Once the scanned images are created, the mother receives a password and can go online to CertaScan’s website,, to get prints of the images. The images can be customized with fonts, colors and borders and the desired delivery information, such as birth date and time, weight and length.

The mothers can get as many prints as they desire at no cost but do have to provide their own ink and paper. They also receive a copy of “Baby’s First Footprint” with the delivery information and hospital logo.

“We really look at it as a gift we can give to families for a lifetime,” Hall said. “It’s a major part of baby books and something parents look forward to keeping. This way they have access to keepsakes and can make them their own.”

So far, PVH and MCR have taken 1,500 electronic scans — each year, the two hospitals average 4,000 deliveries a year. So far none of the mothers have declined the scans.
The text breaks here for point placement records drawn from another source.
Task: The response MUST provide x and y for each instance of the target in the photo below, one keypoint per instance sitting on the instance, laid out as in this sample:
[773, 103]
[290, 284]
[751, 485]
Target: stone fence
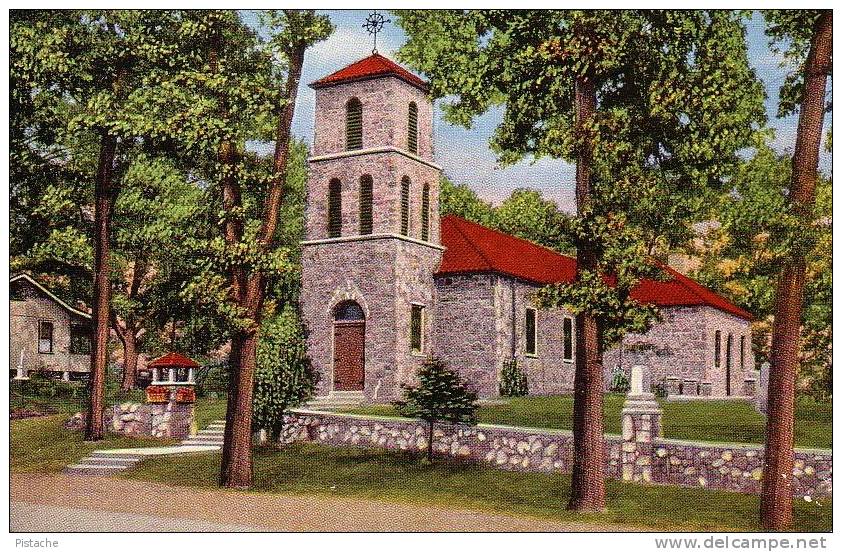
[168, 414]
[639, 454]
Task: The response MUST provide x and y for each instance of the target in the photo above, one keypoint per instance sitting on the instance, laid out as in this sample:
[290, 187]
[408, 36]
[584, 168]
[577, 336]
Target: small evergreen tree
[441, 396]
[284, 377]
[513, 381]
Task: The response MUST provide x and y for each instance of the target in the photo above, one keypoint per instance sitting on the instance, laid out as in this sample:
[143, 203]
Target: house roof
[27, 278]
[471, 247]
[373, 66]
[175, 360]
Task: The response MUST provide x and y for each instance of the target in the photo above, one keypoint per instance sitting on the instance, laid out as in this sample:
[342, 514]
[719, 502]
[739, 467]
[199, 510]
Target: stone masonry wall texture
[726, 466]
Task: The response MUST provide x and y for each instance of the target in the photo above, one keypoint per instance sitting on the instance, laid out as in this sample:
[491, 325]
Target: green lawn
[43, 445]
[401, 477]
[724, 421]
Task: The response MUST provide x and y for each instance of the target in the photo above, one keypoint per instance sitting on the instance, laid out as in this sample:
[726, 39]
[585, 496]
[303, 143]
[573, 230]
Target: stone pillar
[641, 419]
[763, 388]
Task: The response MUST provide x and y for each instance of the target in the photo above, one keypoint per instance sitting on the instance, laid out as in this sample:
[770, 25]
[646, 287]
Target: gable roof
[471, 247]
[371, 67]
[27, 278]
[173, 359]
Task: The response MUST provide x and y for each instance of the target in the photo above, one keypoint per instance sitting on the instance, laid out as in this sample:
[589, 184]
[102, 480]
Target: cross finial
[374, 24]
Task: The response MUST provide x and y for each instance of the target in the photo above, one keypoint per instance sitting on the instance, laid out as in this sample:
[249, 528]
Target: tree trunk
[588, 480]
[236, 457]
[776, 496]
[103, 208]
[129, 339]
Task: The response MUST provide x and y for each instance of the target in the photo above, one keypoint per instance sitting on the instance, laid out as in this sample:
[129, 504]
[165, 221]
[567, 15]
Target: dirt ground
[262, 512]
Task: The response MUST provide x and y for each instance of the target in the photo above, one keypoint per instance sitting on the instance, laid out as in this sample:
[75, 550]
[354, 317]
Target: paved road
[104, 504]
[40, 518]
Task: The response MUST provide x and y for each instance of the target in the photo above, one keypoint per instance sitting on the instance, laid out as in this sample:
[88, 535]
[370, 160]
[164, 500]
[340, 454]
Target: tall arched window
[412, 139]
[366, 194]
[334, 209]
[425, 212]
[405, 206]
[353, 124]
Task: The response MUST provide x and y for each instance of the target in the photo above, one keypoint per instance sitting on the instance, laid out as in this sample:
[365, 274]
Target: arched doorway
[348, 347]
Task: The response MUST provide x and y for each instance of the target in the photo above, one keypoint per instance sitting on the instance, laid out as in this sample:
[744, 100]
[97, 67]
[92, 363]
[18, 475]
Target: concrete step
[94, 469]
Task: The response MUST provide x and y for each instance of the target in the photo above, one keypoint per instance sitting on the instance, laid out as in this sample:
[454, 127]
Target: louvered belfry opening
[334, 209]
[405, 206]
[425, 213]
[366, 204]
[412, 138]
[354, 124]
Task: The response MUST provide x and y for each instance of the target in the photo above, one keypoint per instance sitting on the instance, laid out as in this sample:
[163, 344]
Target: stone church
[387, 282]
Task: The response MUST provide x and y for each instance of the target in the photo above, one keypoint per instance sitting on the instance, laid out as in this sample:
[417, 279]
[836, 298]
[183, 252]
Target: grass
[721, 421]
[306, 468]
[44, 445]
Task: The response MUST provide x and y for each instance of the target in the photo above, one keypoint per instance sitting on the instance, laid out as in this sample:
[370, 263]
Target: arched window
[425, 212]
[366, 194]
[412, 138]
[334, 209]
[348, 311]
[405, 206]
[353, 124]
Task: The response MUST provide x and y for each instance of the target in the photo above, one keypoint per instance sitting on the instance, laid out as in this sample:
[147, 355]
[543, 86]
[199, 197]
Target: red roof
[471, 247]
[371, 67]
[173, 359]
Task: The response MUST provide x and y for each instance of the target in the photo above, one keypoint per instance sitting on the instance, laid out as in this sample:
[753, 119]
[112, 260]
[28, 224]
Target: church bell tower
[372, 231]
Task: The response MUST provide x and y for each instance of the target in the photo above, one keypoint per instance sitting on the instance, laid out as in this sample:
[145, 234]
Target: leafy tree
[284, 378]
[645, 103]
[808, 36]
[440, 397]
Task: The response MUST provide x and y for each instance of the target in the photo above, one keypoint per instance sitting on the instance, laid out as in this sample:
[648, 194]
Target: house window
[717, 355]
[425, 213]
[353, 124]
[412, 139]
[405, 206]
[567, 328]
[531, 332]
[80, 340]
[366, 187]
[334, 209]
[416, 325]
[45, 337]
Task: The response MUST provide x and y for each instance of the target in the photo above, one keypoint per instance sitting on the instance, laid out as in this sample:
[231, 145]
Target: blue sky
[464, 153]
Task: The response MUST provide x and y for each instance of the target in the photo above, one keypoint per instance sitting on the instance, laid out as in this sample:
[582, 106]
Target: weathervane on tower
[374, 24]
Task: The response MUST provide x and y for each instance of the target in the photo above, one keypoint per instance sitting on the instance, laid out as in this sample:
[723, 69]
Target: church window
[425, 213]
[717, 354]
[567, 328]
[416, 325]
[531, 332]
[405, 206]
[45, 336]
[353, 124]
[366, 194]
[334, 209]
[412, 139]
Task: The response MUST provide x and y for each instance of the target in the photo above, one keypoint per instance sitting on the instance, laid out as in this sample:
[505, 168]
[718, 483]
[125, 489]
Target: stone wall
[170, 420]
[637, 455]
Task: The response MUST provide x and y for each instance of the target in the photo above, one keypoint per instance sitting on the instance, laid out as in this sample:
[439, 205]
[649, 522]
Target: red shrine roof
[474, 248]
[371, 67]
[174, 360]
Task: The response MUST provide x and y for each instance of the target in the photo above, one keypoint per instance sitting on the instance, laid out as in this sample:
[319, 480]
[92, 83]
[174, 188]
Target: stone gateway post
[641, 425]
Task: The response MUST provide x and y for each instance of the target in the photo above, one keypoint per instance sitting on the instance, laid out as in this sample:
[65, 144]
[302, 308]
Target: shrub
[513, 380]
[284, 377]
[440, 396]
[619, 381]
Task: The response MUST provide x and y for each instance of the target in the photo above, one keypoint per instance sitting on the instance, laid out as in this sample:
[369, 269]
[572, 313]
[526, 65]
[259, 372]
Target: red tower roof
[175, 360]
[471, 247]
[371, 67]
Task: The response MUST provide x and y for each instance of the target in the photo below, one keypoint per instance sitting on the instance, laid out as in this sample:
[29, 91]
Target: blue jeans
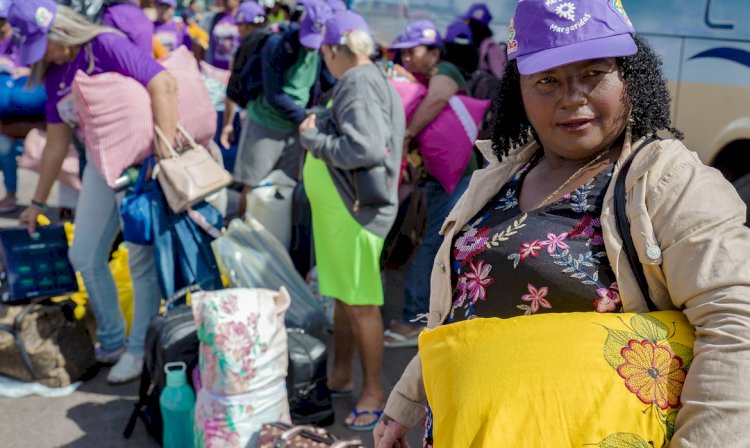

“Parents have really liked the technology,” Hall said. “It’s been very easy.”

Angela Nickerson of Greeley is one of those parents who experienced the CertaScan technology with her daughter, Olivia Rose Martinez, born Dec. 27 at Medical Center of the Rockies.

“I absolutely loved it,” Nickerson said. “We got to keep a copy of her feet, but more importantly, her information is going to be stored in a database and given to law enforcement in case anything happens. It makes me feel very safe as a new mother.”